The MZI-based interferometers are equally sensitive to both positive and negative values of α. The range of tolerance for a correct implementation is of several degrees. For the BS-based interferometers, infidelity behaves rather differently: while for α < 0 the performance of the two are comparable, for α > 0 the BS-based interferometers provide a correct implementation for a much larger range of α (as large as ∼ 20 degrees). Therefore, the BS-based circuit is more stable than the MZI-based circuit although the BS-based implementation fail at implementing some unitary matrices (like permutation) in the ideal case.

In the article [1], they also performed optimisation on matrices of size 10. We pushed the calculations a bit further on matrices of size 12.

image0

We only made our computations for the BS-based scheme because we wanted to analyze the stability of this new circuit. We do not have done both yet because it is very time consuming. Indeed, for only one matrix of size 12, the computation takes about 37 hours. Since in our code, we loop over 300 matrices, we get a total time it would take to complete this calculation of roughly 11,100 hours (~460 days) of calculation in total.

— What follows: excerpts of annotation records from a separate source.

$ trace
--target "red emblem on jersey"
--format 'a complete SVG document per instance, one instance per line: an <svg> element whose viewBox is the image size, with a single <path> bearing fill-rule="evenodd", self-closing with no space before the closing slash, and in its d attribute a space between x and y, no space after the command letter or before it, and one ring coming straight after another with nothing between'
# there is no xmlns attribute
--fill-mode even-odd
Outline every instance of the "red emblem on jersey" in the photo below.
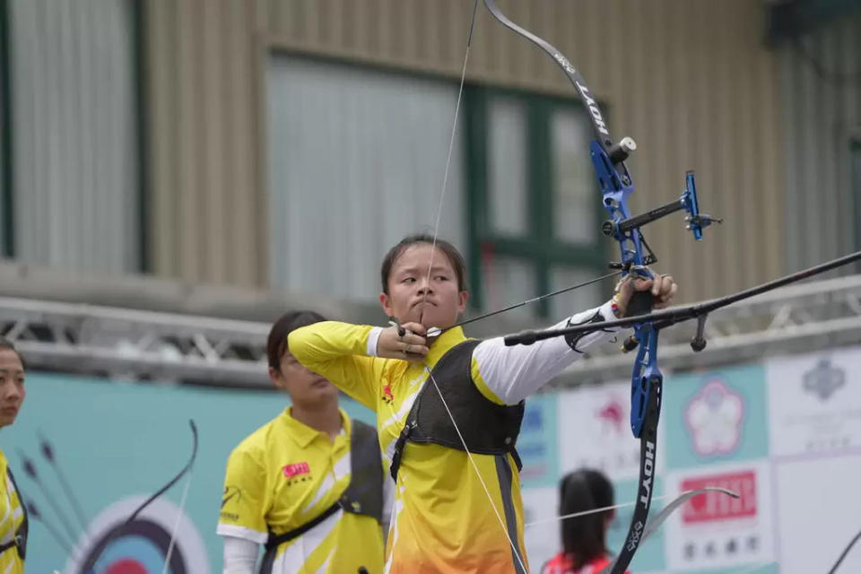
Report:
<svg viewBox="0 0 861 574"><path fill-rule="evenodd" d="M311 472L308 463L293 463L292 465L284 465L284 467L281 470L284 474L285 478L292 478L293 476L298 476L299 474L308 474Z"/></svg>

To conclude, the BS-based circuit is a very stable scheme but not universal. MZI-based circuit is universal when BS are perfectly manufactured, although it is not possible in practice. However, as one can see on the graphs, the MZI-based circuit is much less robust to errors. In practice, it is common to have \(\alpha\) in the range of 5 degress. Thus, the MZI-based circuit is not really universal in practice.

It is therefore necessary to continue to seek relevant criteria to properly evaluate the interferometer schemes.

References

[1] Suren A Fldzhyan, M Yu Saygin, and Sergei P Kulik. Optimal design of error-tolerant reprogrammable multiport interferometers. Optics Letters, 45(9):2632–2635, 2020.

[2]: Michael Reck, Anton Zeilinger, Herbert J Bernstein, and Philip Bertani. Experimental realization of any discrete unitary operator. Physical review letters, 73(1):58, 1994.